Ieri, i leader europei si sono riuniti a Bruxelles per un vertice straordinario. Per Amnesty international, la proposta di dichiarazione finale dell’Unione europea, è però «del tutto inadeguata a porre fine alla crisi umanitaria nel Mediterraneo e a fermare l’aumento del numero dei morti in mare». Al contrario – sostiene l’organizzazione non governativa – «occorre cambiare obiettivi e aree operative, aumentare navi e aerei. Porre l’accento sul pattugliamento dei confini europei e ignorare l’urgente necessità di salvare chi sta annegando suona come un insulto nei confronti delle migliaia di persone che hanno perso la vita nel Mediterraneo, e appare come un cinico affronto verso coloro che non hanno altra scelta che intraprendere quella traversata pericolosa».

Dall’inizio dell’anno, circa 1.750 migranti – uomini, donne e bambini – sono morti in mare. Secondo l’Organizzazione internazionale per le migrazioni (Oim) sono 30 volte di più che durante lo stesso perioodo del 2014. «Per la prima volta dalla Seconda guerra mondiale le persone costrette alla fuga nel mondo hanno superato la soglia dei 50 milioni (a metà del 2014 se ne registravano già 56,7)», denuncia padre Camillo Ripamonti, presidente dell’associazione Centro Astalli. Il rapporto Astalli rileva «lo scarto significativo tra le persone sbarcate sulle coste italiane nel corso dell’anno, circa 170 .000, e le richieste d’asilo presentate, circa 65 mila». Vi è inoltre una significativa differenza tra il numero dei richiedenti asilo siriani in Italia (solo 505) e quello registrato in paesi del nord Europa come la Germania (41.100) e la Svezia (30.750). Una dimostrazione – dice il rapporto – che chi cerca protezione «è ben consapevole della difficoltà del contesto italiano». I migranti «vivono in veri e propri ghetti con tutte le emergenze sanitarie che queste situazioni di marginalizzazione comportano». Tuttavia, gli sbarchi continuano.

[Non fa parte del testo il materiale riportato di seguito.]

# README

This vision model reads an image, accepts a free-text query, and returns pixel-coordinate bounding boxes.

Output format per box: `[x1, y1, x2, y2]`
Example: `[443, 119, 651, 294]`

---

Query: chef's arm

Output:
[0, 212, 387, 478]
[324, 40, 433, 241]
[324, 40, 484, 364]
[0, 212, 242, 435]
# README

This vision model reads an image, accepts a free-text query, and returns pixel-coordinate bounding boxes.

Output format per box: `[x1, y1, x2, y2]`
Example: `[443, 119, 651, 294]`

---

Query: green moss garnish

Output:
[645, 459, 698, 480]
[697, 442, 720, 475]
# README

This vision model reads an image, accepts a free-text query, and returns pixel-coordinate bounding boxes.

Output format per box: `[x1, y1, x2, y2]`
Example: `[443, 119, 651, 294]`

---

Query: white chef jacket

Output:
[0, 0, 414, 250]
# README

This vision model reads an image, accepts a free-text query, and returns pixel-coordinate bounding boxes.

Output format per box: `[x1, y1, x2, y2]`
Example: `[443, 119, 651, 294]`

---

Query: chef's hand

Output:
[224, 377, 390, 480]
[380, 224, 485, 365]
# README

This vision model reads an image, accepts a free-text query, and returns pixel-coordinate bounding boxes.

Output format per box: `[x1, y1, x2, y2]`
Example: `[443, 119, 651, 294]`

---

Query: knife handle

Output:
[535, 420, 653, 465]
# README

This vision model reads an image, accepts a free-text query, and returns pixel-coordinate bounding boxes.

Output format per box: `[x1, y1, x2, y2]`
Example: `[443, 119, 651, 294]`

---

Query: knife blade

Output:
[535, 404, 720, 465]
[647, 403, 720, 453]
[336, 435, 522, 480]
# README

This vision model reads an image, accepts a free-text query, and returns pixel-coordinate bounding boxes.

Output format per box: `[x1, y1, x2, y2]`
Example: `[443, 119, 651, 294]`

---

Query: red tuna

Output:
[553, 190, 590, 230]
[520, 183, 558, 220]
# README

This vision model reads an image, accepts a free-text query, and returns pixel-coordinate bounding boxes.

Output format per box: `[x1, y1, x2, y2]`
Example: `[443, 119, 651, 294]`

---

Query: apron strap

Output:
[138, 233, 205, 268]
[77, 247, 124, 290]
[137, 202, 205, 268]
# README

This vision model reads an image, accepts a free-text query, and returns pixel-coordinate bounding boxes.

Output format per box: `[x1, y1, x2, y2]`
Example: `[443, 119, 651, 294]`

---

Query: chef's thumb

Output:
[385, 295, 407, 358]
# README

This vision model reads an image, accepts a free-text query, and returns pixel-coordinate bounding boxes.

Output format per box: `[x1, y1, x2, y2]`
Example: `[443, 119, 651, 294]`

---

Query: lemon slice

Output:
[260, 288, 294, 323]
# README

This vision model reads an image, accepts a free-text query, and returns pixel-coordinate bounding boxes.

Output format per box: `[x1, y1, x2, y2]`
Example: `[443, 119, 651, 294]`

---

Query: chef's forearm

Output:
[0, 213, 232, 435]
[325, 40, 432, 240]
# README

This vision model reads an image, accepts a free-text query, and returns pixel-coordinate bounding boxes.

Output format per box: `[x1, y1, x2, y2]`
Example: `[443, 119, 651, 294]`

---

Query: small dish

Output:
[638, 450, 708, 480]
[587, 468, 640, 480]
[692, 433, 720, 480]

Al porto di Catania sono stati identificati 218 persone provenienti da Libia e sub-Sahara, soccorse dal pattugliatore Denaro della Guardia di finanza. Tra loro, 6 donne e molti minori, che verranno trasferiti in diversi centri di accoglienza del nord Italia. E la polizia di Arezzo ha arrestato il pilota del barcone in viaggio una settimana fa nel canale di Sicilia, e diretto in Italia, su cui, nel corso di una lite per motivi religiosi, migranti musulmani avrebbero lanciato in mare una decina di cristiani.